Hal tersebut diungkapkannya usai menyampaikan kuliah umum di Universitas Negeri Semarang (Unnes), bersamaan pula dengan deklarasi semangat bela negara, antinarkoba, dan antiradikalisme. Dengan kemudahan teknologi informasi, kata jenderal berbintang tiga itu, sudah banyak kasus pembaiatan secara daring yang terjadi dan memudahkan masuknya paham serta gerakan radikalisme.
"Siapa yang bisa membatasi transformasi informasi? Teknologi informasi bisa masuk ke ruang publik, ruang keluarga, tanpa ada batasan. Termasuk ruang mahasiswa. Ini yang harus diwaspadai," katanya.
Oleh karena itu, Suhardi meminta adanya kepedulian dari rektor, dekan, dan dosen di perguruan tinggi untuk peka dalam melihat dinamika di kampusnya, demi mencegah masuknya paham dan gerakan radikalisme.
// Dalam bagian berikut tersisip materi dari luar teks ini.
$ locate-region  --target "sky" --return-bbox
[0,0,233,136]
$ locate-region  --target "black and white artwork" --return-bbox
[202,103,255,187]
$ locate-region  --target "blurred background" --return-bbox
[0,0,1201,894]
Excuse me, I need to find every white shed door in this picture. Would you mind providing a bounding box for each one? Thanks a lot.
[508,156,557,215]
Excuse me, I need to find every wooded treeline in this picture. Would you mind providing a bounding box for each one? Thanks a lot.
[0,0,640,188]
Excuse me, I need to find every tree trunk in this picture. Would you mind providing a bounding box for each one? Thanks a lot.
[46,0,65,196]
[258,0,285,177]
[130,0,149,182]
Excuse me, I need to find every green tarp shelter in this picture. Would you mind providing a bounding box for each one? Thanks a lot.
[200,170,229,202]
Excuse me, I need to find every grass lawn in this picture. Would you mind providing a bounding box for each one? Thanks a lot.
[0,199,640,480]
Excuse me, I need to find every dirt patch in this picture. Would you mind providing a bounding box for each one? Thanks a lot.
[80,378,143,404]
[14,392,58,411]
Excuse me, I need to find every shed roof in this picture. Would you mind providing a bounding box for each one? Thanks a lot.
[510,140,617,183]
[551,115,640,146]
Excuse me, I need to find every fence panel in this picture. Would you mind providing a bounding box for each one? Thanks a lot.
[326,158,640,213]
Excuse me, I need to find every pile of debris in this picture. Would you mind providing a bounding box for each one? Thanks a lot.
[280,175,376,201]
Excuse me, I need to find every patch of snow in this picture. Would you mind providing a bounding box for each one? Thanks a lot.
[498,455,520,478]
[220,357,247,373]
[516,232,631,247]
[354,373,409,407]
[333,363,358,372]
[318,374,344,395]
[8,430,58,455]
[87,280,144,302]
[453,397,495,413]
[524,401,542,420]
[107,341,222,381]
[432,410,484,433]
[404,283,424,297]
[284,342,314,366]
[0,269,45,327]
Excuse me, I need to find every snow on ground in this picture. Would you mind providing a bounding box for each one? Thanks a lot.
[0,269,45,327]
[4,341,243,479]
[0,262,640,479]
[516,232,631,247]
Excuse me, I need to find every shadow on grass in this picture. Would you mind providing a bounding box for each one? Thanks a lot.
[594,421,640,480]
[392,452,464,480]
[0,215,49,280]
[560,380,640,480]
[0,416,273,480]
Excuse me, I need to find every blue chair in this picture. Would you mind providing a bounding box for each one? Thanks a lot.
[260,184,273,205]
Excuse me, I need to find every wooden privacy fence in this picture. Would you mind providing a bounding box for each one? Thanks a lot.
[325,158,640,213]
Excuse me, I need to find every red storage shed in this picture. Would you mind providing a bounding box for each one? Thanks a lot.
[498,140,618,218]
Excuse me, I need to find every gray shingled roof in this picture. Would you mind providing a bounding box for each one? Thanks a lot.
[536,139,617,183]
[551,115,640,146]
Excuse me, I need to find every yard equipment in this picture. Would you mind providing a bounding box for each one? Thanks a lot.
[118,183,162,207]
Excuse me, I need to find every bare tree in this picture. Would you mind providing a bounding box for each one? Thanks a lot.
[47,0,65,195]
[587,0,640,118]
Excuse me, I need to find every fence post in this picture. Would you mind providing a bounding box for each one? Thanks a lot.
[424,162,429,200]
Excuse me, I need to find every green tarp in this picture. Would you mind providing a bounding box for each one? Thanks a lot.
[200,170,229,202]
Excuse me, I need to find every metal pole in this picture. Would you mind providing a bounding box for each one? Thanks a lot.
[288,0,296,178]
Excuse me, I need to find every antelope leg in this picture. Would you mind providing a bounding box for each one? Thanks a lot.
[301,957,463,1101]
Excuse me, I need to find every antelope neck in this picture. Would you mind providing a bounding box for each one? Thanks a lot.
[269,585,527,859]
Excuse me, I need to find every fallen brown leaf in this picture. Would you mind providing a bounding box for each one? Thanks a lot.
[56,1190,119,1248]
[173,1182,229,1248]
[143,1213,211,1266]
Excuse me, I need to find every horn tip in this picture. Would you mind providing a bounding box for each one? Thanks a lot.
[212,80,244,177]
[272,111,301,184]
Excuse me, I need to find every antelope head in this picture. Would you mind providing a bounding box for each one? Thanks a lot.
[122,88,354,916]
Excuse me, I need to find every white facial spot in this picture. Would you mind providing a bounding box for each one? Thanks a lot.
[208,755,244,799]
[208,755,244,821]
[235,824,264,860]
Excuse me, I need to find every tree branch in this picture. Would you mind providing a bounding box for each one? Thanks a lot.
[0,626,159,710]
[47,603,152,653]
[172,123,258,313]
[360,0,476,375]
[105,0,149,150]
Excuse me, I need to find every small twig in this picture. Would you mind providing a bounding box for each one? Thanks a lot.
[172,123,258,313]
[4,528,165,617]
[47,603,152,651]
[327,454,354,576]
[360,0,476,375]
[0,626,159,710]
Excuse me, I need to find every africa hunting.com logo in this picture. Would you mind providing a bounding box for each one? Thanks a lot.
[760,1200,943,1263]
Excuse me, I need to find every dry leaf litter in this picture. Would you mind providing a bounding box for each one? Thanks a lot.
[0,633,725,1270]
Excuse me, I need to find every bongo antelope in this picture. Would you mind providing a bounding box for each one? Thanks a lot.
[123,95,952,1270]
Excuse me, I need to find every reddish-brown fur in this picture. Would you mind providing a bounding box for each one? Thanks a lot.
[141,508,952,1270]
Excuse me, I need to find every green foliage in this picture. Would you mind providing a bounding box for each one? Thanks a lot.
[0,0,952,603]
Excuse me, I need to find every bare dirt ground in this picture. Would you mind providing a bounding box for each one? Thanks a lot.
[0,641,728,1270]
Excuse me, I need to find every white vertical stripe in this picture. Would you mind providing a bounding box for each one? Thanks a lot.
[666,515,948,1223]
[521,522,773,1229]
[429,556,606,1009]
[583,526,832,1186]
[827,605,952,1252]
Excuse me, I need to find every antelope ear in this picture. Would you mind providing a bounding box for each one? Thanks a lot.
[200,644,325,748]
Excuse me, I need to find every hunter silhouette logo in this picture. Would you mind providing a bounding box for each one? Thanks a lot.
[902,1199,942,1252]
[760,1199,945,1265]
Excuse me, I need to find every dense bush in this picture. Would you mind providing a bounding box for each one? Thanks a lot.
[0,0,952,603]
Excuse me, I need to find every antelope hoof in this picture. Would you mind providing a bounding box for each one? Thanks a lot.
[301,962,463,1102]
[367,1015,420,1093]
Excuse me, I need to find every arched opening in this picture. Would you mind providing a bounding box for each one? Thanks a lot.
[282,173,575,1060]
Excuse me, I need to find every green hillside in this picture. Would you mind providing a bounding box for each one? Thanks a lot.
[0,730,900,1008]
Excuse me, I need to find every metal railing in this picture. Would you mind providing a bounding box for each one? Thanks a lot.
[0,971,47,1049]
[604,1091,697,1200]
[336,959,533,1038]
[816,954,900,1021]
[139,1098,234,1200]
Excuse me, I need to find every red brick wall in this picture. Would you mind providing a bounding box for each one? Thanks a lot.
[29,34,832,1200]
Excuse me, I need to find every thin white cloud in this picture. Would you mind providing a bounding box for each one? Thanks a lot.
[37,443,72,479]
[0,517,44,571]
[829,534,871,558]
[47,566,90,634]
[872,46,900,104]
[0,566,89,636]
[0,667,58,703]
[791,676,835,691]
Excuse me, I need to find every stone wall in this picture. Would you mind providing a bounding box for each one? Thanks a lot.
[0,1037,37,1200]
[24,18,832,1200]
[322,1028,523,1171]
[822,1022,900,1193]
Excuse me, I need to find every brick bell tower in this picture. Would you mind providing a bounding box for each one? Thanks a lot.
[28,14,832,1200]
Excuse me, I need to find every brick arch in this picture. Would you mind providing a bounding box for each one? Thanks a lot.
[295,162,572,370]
Di setiap kampus, kata dia, memiliki pembantu rektor bidang kemahasiswaan yang bertanggung jawab mengawasi dan mencermati setiap perkembangan dinamika yang terjadi di kalangan mahasiswanya. Namun, ia mengingatkan pengawasan tidak hanya sebatas di dalam lingkup kampus, melainkan juga di kawasan kampus yang banyak terdapat asrama atau indekost mahasiswa yang berkuliah.
"Bukan hanya di dalam kampus. Sekeliling kampus juga menjadi bagian dari kampus, pasti di sekitar kampus ada asrama, tempat kos, dan sebagainya, termasuk tempat ibadah," katanya.
Jangan sampai, kata dia, lingkungan di sekitar kampus disusupi atau bahkan dikuasai orang-orang tidak bertanggung jawab yang menebarkan kebencian, seperti paham dan gerakan radikalisme. "Termasuk kepedulian dari sesama teman mahasiswa. Kalau melihat temannya, misalnya sudah mulai memisahkan diri, membuat kelompok ekseklusif, segera dilaporkan," katanya.
Dia menjelaskan untuk membuat orang menjadi bagian dari kelompok radikal diperlukan waktu yang cukup lama, tidak hanya 1-2 hari. Melainkan bisa terhitung berbulan-bulan atau bertahun-tahun.
"Untuk menjadi kelompok radikal perlu waktu yang cukup lama. Tidak hanya sehari dua hari, namun bisa bulan, bisa tahun. Dengan ini, cikal bakalnya bisa dideteksi," kata Suhardi.